A joint US-Indian statement issue on on 20 July 2007 said, “We will now refer the issue to our governments for final review.”
An agreement would be a significant step forward for a deal portrayed by the Bush administration as a landmark strategic partnership with a rising Asian power. Several steps would remain, however, including approval by US lawmakers, before nuclear trade between the countries could begin.
A spokesman for the Indian Embassy, Rahul Chhabra, would not elaborate on the talks. The statement released by both sides provided no details. “The text of the agreement has not yet been finalized,” Chhabra said.
Senior negotiators had been expected this week to have two days of talks, ending on 17 July, but the meetings were extended, indicating, according to US officials, goodwill and progress.
Late last year Congress approved a proposal to ship US civilian nuclear fuel to India, a top priority for President George W. Bush. Negotiators are now working to settle technical details on an overall cooperation plan.
Talks on the plan have dragged on longer than either side had predicted, which has caused frustration among officials of both countries.
“There have been some tough issues. This is new ground for both of us,” State Department spokesman Tom Casey said earlier on 20 July, while the talks were still under way. “But I certainly would take issue with the notion that these talks are somehow in trouble, or that we don’t ultimately feel confident that we’ll be able to reach an agreement.”
A major sticking point has been US reluctance to allow India to reprocess spent atomic fuel, a crucial step to making weapons-grade nuclear material. Some fear that such an allowance would spark a nuclear arms race in Asia by allowing India to use the extra nuclear fuel that the deal would provide to free up its domestic uranium for weapons.
Several hurdles still must be cleared. The two countries must obtain an exception for India from the rules of the Nuclear Suppliers Group, an assembly of nations that export nuclear material. Indian officials also must negotiate a safeguard agreement with the UN nuclear watchdog, the International Atomic Energy Agency.

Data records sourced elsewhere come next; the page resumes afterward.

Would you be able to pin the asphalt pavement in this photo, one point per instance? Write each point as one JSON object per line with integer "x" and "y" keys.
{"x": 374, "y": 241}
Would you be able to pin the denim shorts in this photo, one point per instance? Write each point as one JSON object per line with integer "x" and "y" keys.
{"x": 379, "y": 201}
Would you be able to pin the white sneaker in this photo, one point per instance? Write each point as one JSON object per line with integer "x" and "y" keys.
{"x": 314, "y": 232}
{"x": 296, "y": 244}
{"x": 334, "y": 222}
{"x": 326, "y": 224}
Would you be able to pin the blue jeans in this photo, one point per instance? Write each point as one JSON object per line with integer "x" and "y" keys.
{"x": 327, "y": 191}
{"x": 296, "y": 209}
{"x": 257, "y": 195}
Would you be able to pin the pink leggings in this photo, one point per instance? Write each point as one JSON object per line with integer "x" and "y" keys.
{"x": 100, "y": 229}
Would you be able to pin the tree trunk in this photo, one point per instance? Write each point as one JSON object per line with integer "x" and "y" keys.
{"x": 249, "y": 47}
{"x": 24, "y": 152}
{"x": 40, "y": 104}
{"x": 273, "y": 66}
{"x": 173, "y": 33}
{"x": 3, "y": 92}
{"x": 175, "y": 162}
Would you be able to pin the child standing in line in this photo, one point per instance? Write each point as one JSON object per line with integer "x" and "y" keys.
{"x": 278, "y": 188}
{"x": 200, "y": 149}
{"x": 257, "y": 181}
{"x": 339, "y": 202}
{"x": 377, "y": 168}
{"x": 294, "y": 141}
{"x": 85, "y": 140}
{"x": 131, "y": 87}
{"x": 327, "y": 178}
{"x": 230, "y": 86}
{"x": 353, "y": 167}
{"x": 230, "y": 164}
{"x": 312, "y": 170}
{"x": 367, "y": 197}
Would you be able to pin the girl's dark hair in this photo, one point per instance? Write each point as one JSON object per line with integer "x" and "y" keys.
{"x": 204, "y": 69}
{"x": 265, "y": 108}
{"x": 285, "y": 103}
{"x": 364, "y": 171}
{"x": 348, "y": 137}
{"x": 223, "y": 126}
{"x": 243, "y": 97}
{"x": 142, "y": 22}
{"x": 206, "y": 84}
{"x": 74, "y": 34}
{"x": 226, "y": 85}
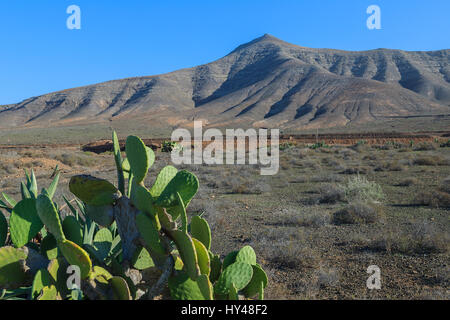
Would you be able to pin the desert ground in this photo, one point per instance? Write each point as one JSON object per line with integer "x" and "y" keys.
{"x": 332, "y": 210}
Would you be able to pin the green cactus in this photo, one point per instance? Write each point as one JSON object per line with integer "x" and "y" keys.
{"x": 201, "y": 231}
{"x": 24, "y": 222}
{"x": 202, "y": 256}
{"x": 229, "y": 259}
{"x": 75, "y": 255}
{"x": 162, "y": 180}
{"x": 149, "y": 232}
{"x": 93, "y": 191}
{"x": 140, "y": 158}
{"x": 239, "y": 274}
{"x": 73, "y": 230}
{"x": 142, "y": 259}
{"x": 49, "y": 216}
{"x": 12, "y": 262}
{"x": 118, "y": 160}
{"x": 102, "y": 215}
{"x": 246, "y": 254}
{"x": 49, "y": 293}
{"x": 127, "y": 233}
{"x": 49, "y": 247}
{"x": 120, "y": 288}
{"x": 186, "y": 184}
{"x": 142, "y": 199}
{"x": 57, "y": 269}
{"x": 216, "y": 266}
{"x": 41, "y": 280}
{"x": 258, "y": 282}
{"x": 102, "y": 244}
{"x": 3, "y": 229}
{"x": 187, "y": 252}
{"x": 182, "y": 287}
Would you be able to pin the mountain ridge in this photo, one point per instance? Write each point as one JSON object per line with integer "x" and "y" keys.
{"x": 266, "y": 82}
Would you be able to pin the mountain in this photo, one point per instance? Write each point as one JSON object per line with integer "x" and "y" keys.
{"x": 264, "y": 83}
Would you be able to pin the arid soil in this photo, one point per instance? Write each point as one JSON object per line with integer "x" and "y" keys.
{"x": 329, "y": 213}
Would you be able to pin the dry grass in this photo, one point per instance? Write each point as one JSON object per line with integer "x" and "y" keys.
{"x": 358, "y": 212}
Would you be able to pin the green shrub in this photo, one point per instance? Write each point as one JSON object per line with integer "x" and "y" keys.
{"x": 358, "y": 188}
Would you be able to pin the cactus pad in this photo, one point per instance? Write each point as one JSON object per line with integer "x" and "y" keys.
{"x": 75, "y": 255}
{"x": 118, "y": 160}
{"x": 149, "y": 233}
{"x": 102, "y": 243}
{"x": 57, "y": 269}
{"x": 187, "y": 253}
{"x": 185, "y": 183}
{"x": 41, "y": 279}
{"x": 239, "y": 274}
{"x": 201, "y": 231}
{"x": 49, "y": 248}
{"x": 3, "y": 229}
{"x": 229, "y": 259}
{"x": 24, "y": 222}
{"x": 93, "y": 191}
{"x": 142, "y": 259}
{"x": 120, "y": 288}
{"x": 49, "y": 293}
{"x": 142, "y": 199}
{"x": 202, "y": 257}
{"x": 101, "y": 275}
{"x": 12, "y": 267}
{"x": 49, "y": 216}
{"x": 139, "y": 157}
{"x": 246, "y": 254}
{"x": 102, "y": 215}
{"x": 162, "y": 180}
{"x": 182, "y": 287}
{"x": 216, "y": 266}
{"x": 259, "y": 279}
{"x": 73, "y": 230}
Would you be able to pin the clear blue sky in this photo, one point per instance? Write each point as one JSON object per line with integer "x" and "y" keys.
{"x": 121, "y": 39}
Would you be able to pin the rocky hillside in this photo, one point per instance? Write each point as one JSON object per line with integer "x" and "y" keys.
{"x": 264, "y": 83}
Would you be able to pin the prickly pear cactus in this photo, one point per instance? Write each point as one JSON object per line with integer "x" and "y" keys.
{"x": 119, "y": 236}
{"x": 24, "y": 222}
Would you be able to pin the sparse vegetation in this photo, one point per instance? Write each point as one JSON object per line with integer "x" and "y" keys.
{"x": 312, "y": 225}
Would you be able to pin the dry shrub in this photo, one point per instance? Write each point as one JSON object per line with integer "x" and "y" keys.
{"x": 431, "y": 160}
{"x": 435, "y": 199}
{"x": 445, "y": 185}
{"x": 358, "y": 213}
{"x": 408, "y": 182}
{"x": 331, "y": 193}
{"x": 420, "y": 238}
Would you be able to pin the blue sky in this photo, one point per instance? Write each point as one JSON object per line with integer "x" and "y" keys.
{"x": 121, "y": 39}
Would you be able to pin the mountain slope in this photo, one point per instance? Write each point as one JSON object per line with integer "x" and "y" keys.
{"x": 266, "y": 82}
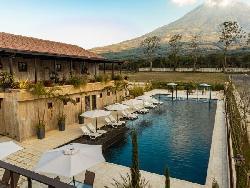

A final deal would mean US civilian nuclear trade with India would be allowed in exchange for safeguards and UN inspections at India’s 14 civilian nuclear plants. Eight military plants would be off-limits.
Congressional approval for nuclear cooperation with India is needed because US law bars nuclear trade with countries that have not submitted to full international inspections. India built its nuclear weapons program outside the Nuclear Non-Proliferation Treaty, which provides civil nuclear trade in exchange for a pledge from nations not to pursue nuclear weapons.